La proroga dei poteri del Presidente della Repubblica è invece espressamente prevista ai sensi dell’art. 85, terzo comma, della Costituzione quando al momento della cessazione del mandato presidenziale le Camere sono sciolte o manca meno di tre mesi alla loro cessazione. In tale circostanza, la Costituzione demanda alle nuove Camere l’elezione del nuovo Presidente entro 15 giorni dalla prima riunione e dispone al contempo la proroga dei poteri dell’uscente.
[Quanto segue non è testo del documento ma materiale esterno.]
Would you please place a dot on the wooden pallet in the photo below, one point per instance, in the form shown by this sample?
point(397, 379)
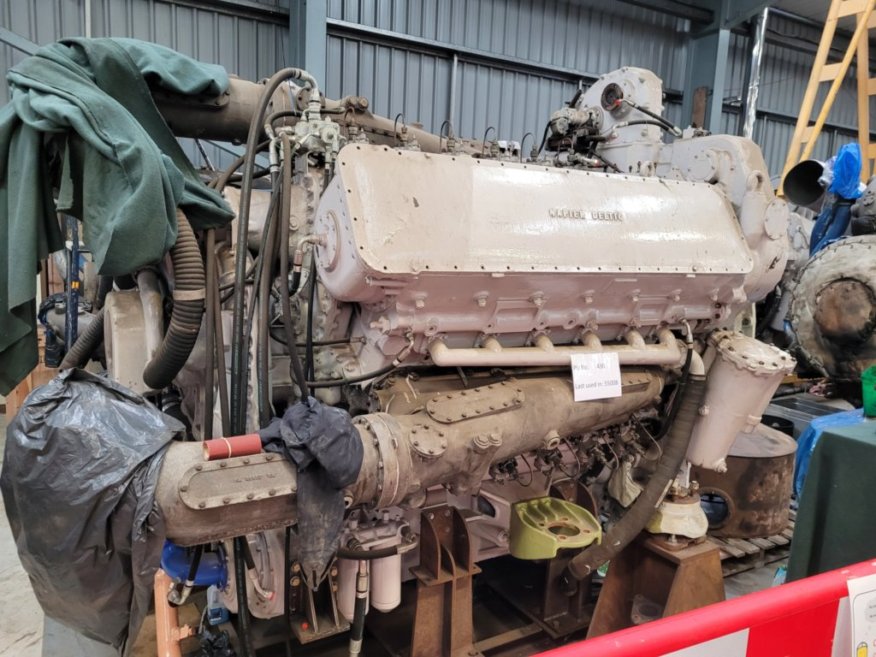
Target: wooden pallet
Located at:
point(739, 555)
Ci si deve chiedere, a questo punto, cosa accada nell’ipotesi in cui il Parlamento in seduta comune tardi nell’elezione del nuovo Presidente della Repubblica. Come si è visto, a norma dell’art. 85, primo comma, il Presidente della Camera dei deputati è tenuto a convocare il Parlamento in seduta comune con i delegati regionali con un congruo anticipo rispetto alla scadenza del settennato, ma ciò non assicura un rinnovo tempestivo della carica, tanto più in questo frangente nel quale la prima votazione, indetta per il 24 gennaio, è stata convocata solo dieci giorni prima della cessazione del mandato di Mattarella. Secondo una prima chiave di lettura, qualora il 3 febbraio non vi fosse ancora il nuovo Presidente della Repubblica sarebbe necessario dare luogo alla supplenza del Presidente del Senato, alla quale si ricorre “in ogni caso” in cui il Presidente non possa adempiere alle sue funzioni (C. MORTATI, Istituzioni di diritto pubblico, I, 1991, p. 547; VIRGA). Sembra tuttavia preferibile la tesi contrapposta, secondo cui Mattarella dovrebbe restare al Quirinale sino al giuramento del successore in regime di prorogatio (A. BOZZI, Sulla supplenza del Presidente della Repubblica, in Rassegna parlamentare, 1959, p. 51; G. BALLADORE PALLIERI, Diritto costituzionale, 1965, p. 183; G. LUCATELLO, Come evitare la vacatio della Presidenza della Repubblica in caso di mancata elezione pre-scadenza, in Studi in memoria di Enrico Guicciardi, 1975, p. 375; C. LAVAGNA, Istituzioni di diritto pubblico, 1982, p. 696). Sono diverse le ragioni che militano in favore di questa chiave interpretativa: anzitutto, nel caso considerato il Presidente non è oggettivamente impossibilitato ad esercitare le sue funzioni, cosa che avviene nelle ipotesi di assenza o di vacanza per morte o impedimento permanente; in secondo luogo, la fattispecie non è assimilabile a quella delle dimissioni, nella quale il Presidente cessa immediatamente dall’esercizio delle funzioni in conseguenza di un atto unilaterale non recettizio; infine, si tratterebbe di una ipotesi analoga a quella di cui al terzo comma dell’art. 85, per la quale la Costituzione prevede espressamente la proroga dei poteri.